I snorted a laugh; my dork game was strong, but the dream clung to me, whispering possibilities.
Impossibilities, I insisted. He’s a demon and I’m…
I didn’t know what I was. Someone who was holding a tiny flickering candle in a vast, dark cavern—I could see only bits and pieces, but the darkness hinted at something so much larger and deeper. My aching sense of loss. My endless search for love in books.
Scientists search for the truth but what if the truth was too incredible to believe?
The office was a bustling hive of activity. Before nine, I had a pile of papers on my desk, logistics to be worked out. Guy Baker came by with a manifest for his upcoming trip to Sri Lanka. His smile was as warm as ever, but he didn’t linger to chat. It was as if his drunken serenade hadn’t happened.
He probably wishes it hadn’t.
Jana leaned over from her cubicle after he’d left. “What are you doing for lunch?”
I nudged the Macy’s bag at my foot. “Returning this dress and getting a new one. As per Ms. Taylor’s orders.”
Jana pursed her lips. “Want some company?”
“Um…sure. If you want.”
“I want.”
At noon, we headed to the department store, but Jana steered me into a Greek deli on the way.
“Let’s eat first,” Jana said. “I’m starved, as usual. Don’t believe them when they say you can eat whatever you want while breastfeeding and not gain weight. Lies, all lies.”

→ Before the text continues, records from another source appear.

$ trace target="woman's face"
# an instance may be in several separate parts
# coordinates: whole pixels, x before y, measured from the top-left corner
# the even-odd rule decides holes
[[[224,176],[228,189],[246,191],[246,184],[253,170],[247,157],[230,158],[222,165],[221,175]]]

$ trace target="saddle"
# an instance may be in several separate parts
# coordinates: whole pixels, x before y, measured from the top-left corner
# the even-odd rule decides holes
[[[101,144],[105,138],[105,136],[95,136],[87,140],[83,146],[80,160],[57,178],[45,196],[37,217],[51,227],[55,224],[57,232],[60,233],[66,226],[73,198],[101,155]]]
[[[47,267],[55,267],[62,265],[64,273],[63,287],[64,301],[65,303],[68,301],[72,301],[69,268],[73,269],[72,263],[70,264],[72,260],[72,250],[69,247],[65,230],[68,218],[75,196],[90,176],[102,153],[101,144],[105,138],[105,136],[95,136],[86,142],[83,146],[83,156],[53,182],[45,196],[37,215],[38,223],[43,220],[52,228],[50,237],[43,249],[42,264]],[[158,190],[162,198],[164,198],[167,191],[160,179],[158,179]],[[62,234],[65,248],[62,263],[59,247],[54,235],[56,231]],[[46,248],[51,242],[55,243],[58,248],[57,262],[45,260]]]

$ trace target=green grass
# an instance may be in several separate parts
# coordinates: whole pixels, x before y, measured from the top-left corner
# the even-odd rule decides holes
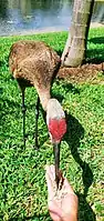
[[[22,144],[21,94],[8,67],[11,44],[19,39],[44,40],[60,53],[66,32],[0,38],[0,221],[51,221],[46,207],[46,163],[53,163],[52,145],[42,114],[40,151],[33,149],[37,91],[27,89],[27,147]],[[104,58],[104,29],[91,29],[87,60]],[[102,73],[98,73],[103,78]],[[67,133],[61,143],[61,168],[80,201],[80,221],[104,220],[104,84],[56,80],[53,97],[67,115]]]

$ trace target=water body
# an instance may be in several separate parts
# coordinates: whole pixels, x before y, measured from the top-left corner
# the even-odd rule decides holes
[[[0,0],[0,36],[42,30],[69,30],[73,0]],[[92,21],[104,23],[104,1],[94,6]]]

I managed a smile and waited for the anxiety to grip my stomach. The kind that usually came at the prospect of sitting in front of someone—eating in front of someone—and having to barrel through a conversation without making a fool of myself.

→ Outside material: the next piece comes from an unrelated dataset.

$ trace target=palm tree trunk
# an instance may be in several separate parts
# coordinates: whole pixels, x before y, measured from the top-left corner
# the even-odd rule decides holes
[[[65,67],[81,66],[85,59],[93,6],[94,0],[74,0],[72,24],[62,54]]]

But instead of a squeezing fist, the anxiety was a pinch. I’d survived dinner with Guy and Abby, and I supposed having a demon as an on-again off-again roommate had a way of making lunch with a coworker look like child’s play.

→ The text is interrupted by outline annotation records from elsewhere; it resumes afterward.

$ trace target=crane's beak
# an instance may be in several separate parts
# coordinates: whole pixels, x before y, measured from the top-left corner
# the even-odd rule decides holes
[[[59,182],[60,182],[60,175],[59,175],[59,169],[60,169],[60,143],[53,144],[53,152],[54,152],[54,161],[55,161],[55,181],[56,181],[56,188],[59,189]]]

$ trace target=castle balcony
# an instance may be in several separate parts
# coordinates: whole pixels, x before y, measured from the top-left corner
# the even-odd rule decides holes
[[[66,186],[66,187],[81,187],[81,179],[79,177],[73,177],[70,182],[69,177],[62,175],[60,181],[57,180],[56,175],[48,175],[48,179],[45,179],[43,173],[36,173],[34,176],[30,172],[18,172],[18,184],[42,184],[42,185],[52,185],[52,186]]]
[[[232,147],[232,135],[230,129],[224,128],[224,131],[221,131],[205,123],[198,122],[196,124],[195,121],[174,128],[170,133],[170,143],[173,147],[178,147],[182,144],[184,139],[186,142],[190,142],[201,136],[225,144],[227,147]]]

We ordered our food at the counter, the deli smelling of freshly baked phyllo—the owner made his own right there on site—and took our number to a table near a window.
“So,” Jana said, her blue gaze direct but warm. “We’ve worked together for two years, and this is the first time we’ve hung out, Abby’s makeover notwithstanding.”
“Yeah, I guess it is.”
“I’m not trying to put you on the spot. I’m just as guilty—”
“No, you’re not,” I said. “You’ve asked me to lunch or coffee a bunch of times, but I’ve been too shy to say yes.”
She smiled. “I’m glad you said yes. But I don’t want to make you uncomfortable or self-conscious for being shy. Or is it introverted? Or both? I don’t know that there’s a difference.”
“There is,” I said. “Introverted people don’t hate socializing but draw more energy from being alone. I used to be able to go to parties and talk and have fun, but they’d leave me mentally exhausted.”
A waiter brought our food and departed.
“And shy?” Jana said, taking a bite of one of the dolmas we ordered to share.
“Shy is more like fear. Or self-consciousness. It comes from…” Demons. “Negative self-talk, I guess. I’ve made peace with my introversion, but the shyness has been isolating.”
I poked at my salad and years of that isolation were suddenly right in front of me, so I could feel every second of it.
“Sometimes the loneliness is so much, and the silence is so loud, I read romance novels until my head aches, and I think until it feels like I’m drilling into myself. Like excavation. As if I’m mining for memories I don’t have, certain that there is more to me than this. There has to be. But I can’t find it. Whatever it is, it’s always out of reach. I drop a stone into the well of my heart and I keep listening for it to hit something real. But it never does.”
I blinked out of my thoughts to see Jana watching me, her jaw slack.
“Oh my God, sorry,” I said, my cheeks heating. “I don’t know where that came from. I just…dumped all that in your lap.”
“It’s okay,” she said. “It’s really okay. That’s real talk, Luce, not bullshit chitchat, which I hate. I’m sort of honored that you said that to me. I get the impression maybe you needed to get it out.”